So the Haro' geo is the SAME as the Vassago's?
Similar isn't the same........the sum adds up to much larger than any one on it's own.
I ain't hatin, I'm just sayin.


----------



## Leethal (Feb 5, 2004)

Your right it handles worse than a Mary...LOL

Actually my real point was that the Haro is a great bargain for the money and in my opinion is better than the Redline, Raleigh and Motobecane by far.


----------



## plesurnpain (Sep 9, 2007)

*The Raleigh Rips*

I've been riding my xxix since April and I love it. Two of my riding buddies test rode it and each bought one too. I've done a few upgrades using parts that I alresdy had. Now I'm planning on a carbon fork(exotic) and new wheels(xt/flow) with new tires(rampage/fire). The stock wheels aren't too heavy, but the stouts are.I rode them to death.If you want to save some weight, swap them out. If you want grip, keep them. If I can, I'll do the brakes. Right now they work fine and that can wait. It's just a fun bike at a great price.
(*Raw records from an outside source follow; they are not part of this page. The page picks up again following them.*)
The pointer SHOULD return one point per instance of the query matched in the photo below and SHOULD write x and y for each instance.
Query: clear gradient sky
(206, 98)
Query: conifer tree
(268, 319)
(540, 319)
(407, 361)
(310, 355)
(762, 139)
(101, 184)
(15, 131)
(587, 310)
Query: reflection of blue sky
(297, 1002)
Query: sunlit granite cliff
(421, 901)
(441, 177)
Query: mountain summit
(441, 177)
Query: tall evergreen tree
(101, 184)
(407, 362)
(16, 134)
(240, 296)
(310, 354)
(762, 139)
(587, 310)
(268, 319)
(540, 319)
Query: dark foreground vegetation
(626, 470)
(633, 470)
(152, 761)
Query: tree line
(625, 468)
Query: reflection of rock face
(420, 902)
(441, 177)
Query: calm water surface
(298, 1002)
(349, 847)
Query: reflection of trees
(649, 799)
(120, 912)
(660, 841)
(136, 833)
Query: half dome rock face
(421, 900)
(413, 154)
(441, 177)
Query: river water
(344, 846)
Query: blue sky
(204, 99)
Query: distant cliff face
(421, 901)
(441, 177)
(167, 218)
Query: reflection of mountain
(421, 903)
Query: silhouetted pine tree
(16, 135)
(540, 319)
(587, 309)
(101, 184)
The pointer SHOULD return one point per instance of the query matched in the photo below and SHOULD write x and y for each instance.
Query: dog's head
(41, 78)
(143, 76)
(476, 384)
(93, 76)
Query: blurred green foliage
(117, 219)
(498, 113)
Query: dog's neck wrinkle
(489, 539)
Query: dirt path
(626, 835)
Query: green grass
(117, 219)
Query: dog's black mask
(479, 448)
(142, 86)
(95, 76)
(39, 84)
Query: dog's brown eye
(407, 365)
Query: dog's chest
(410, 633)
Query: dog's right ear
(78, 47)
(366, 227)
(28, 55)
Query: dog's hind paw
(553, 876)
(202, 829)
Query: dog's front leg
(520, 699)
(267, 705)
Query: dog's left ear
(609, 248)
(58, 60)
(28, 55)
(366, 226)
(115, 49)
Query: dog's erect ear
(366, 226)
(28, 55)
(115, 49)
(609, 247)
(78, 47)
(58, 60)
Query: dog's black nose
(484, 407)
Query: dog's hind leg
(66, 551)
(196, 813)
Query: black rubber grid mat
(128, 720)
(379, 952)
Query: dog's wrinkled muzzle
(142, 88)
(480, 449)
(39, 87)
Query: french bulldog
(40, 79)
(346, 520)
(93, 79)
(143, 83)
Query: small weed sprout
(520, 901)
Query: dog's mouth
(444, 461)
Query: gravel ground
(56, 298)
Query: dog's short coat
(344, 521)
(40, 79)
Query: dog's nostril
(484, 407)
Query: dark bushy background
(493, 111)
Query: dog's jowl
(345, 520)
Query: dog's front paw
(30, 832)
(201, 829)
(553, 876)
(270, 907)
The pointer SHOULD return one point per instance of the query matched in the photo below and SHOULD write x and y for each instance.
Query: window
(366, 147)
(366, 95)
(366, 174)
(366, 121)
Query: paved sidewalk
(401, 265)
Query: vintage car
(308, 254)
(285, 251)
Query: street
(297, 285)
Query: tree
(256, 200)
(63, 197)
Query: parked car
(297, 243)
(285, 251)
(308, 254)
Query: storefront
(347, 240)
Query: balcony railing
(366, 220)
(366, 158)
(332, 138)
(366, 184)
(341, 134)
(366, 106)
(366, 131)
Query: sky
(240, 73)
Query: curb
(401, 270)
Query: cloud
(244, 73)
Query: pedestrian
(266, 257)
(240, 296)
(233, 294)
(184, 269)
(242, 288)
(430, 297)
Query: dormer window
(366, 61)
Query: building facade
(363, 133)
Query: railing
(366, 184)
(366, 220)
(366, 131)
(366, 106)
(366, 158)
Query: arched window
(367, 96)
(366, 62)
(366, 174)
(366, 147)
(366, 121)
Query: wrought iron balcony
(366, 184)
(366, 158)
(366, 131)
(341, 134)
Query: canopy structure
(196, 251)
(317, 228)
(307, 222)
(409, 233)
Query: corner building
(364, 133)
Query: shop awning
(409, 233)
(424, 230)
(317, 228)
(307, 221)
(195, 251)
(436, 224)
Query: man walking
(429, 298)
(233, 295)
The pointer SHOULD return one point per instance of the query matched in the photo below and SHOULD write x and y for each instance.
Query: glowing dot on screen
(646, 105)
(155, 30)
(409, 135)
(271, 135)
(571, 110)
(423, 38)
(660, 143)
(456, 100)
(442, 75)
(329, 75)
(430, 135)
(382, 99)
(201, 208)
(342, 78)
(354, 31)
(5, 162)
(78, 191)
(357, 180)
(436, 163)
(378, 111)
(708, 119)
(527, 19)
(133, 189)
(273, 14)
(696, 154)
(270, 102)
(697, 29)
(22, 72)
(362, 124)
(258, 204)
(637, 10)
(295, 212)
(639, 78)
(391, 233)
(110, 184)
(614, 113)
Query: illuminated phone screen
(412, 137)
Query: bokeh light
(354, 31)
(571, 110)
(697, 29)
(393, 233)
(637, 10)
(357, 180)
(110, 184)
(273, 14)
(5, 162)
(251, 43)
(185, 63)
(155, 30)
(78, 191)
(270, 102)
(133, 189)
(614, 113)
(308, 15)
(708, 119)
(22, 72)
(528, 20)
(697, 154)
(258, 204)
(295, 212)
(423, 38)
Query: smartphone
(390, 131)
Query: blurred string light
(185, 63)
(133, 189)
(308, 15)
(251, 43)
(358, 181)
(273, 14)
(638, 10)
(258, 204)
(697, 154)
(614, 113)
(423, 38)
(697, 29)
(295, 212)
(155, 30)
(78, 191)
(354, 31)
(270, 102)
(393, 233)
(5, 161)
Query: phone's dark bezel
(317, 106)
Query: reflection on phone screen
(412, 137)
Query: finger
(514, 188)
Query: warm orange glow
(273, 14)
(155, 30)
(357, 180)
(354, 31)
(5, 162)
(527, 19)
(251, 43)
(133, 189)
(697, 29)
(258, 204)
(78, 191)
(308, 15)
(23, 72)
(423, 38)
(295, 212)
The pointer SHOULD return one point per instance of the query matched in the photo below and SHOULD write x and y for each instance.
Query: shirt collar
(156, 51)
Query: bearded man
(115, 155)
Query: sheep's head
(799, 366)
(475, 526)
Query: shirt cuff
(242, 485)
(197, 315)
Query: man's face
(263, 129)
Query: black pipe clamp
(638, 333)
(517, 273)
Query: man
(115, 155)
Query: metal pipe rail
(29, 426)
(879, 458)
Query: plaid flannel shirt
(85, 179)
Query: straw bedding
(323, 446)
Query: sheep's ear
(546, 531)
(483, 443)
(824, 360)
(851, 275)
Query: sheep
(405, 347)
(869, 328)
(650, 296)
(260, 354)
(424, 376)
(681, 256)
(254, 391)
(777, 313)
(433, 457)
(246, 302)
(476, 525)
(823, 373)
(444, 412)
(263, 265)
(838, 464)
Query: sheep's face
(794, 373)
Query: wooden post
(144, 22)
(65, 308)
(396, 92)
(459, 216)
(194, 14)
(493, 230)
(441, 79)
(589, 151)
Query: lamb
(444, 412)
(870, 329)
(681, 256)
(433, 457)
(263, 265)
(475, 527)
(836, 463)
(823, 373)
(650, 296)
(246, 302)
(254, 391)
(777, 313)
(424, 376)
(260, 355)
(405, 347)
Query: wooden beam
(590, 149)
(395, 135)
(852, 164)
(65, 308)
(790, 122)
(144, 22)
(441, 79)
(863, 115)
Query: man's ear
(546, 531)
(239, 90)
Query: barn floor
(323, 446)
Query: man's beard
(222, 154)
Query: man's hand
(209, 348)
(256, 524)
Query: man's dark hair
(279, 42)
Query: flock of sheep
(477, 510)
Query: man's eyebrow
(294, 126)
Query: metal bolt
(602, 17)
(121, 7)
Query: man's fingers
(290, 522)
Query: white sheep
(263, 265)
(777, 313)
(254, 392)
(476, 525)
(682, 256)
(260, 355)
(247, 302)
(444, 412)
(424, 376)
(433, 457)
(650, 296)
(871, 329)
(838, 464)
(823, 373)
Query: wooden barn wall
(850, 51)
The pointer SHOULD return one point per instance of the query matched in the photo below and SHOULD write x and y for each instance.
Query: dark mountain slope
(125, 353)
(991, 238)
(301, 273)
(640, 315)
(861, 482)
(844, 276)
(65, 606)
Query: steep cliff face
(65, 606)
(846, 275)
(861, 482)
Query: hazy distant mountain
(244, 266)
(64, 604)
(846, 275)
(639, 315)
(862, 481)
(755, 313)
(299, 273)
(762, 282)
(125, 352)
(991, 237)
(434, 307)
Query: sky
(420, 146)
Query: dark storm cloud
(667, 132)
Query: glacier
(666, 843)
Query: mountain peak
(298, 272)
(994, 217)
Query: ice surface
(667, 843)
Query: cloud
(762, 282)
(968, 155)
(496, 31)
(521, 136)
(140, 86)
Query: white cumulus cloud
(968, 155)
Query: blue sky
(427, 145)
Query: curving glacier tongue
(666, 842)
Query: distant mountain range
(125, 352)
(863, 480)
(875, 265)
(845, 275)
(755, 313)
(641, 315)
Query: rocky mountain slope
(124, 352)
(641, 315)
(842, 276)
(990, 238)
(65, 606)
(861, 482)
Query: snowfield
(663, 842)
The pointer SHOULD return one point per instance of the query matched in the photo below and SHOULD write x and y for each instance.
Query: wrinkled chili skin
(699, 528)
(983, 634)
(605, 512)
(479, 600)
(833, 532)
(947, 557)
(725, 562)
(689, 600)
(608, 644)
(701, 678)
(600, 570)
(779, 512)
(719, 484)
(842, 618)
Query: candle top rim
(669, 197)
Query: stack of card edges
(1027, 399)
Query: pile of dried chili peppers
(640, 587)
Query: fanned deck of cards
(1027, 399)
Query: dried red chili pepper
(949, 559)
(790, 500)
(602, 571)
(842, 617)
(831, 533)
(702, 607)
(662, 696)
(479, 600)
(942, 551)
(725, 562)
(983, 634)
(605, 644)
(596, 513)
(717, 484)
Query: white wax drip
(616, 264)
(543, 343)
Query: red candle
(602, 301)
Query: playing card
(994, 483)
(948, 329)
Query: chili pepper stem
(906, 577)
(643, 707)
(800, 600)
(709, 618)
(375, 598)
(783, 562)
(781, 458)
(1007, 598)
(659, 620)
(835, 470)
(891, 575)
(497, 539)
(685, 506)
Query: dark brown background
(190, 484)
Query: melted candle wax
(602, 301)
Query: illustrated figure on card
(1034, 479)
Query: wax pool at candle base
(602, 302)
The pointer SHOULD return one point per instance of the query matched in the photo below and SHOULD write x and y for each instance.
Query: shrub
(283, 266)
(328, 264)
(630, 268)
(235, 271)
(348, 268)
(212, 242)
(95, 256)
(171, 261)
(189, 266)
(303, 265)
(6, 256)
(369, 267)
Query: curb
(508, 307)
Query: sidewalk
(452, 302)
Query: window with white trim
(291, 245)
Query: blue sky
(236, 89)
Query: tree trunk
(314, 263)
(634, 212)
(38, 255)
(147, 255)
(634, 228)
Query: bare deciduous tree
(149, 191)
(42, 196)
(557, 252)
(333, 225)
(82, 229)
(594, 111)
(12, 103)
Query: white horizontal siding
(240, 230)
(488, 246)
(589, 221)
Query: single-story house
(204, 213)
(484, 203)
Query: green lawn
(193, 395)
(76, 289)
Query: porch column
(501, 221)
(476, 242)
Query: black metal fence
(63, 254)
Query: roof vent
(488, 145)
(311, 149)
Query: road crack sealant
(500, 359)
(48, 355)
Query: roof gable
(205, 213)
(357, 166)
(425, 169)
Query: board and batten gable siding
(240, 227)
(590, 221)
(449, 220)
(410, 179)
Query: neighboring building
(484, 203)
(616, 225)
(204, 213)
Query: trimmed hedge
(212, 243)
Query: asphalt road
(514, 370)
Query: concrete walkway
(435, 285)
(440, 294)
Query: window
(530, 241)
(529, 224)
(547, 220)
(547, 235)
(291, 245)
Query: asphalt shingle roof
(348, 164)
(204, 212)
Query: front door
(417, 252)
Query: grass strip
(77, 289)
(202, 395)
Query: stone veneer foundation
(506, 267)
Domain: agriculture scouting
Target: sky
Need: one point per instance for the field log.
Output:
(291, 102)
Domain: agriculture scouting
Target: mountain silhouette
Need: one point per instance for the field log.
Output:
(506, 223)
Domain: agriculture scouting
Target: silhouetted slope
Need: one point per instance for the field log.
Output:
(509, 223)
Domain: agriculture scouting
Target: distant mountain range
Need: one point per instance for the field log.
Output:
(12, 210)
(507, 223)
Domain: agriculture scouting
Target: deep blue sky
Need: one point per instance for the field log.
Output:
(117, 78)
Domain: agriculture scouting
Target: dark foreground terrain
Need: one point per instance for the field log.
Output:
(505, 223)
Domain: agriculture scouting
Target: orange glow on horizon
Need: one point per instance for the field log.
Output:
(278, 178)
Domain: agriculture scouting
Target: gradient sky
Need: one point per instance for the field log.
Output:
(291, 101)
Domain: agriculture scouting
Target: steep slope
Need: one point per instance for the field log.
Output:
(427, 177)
I don't even mind spending a few bucks on upgrades.


----------



## gsomtb (Jul 18, 2007)

*Good*



Leethal said:


> Your right it handles worse than a Mary...LOL
> 
> Actually my real point was that the Haro is a great bargain for the money and in my opinion is better than the Redline, Raleigh and Motobecane by far.


Bargains = Good.

My Vassago handles awesome FWIW.


----------



## 10speedbiopacefreewheel (Aug 19, 2008)

the raleigh is a piece of ****. sorry. i bought one new the first year they came out, from the rep. i begged him for one. only the shop manager and I were able to get them before release. i was so stoked. it came w/ bb5s not bb7s. and the ebb sucked, nothing kept it from slipping. i hated it, i sold it after less than half a season. boss also sold his. maybe they have improved it the past two years. i had a redline and it was great, shouldnt have let it go. 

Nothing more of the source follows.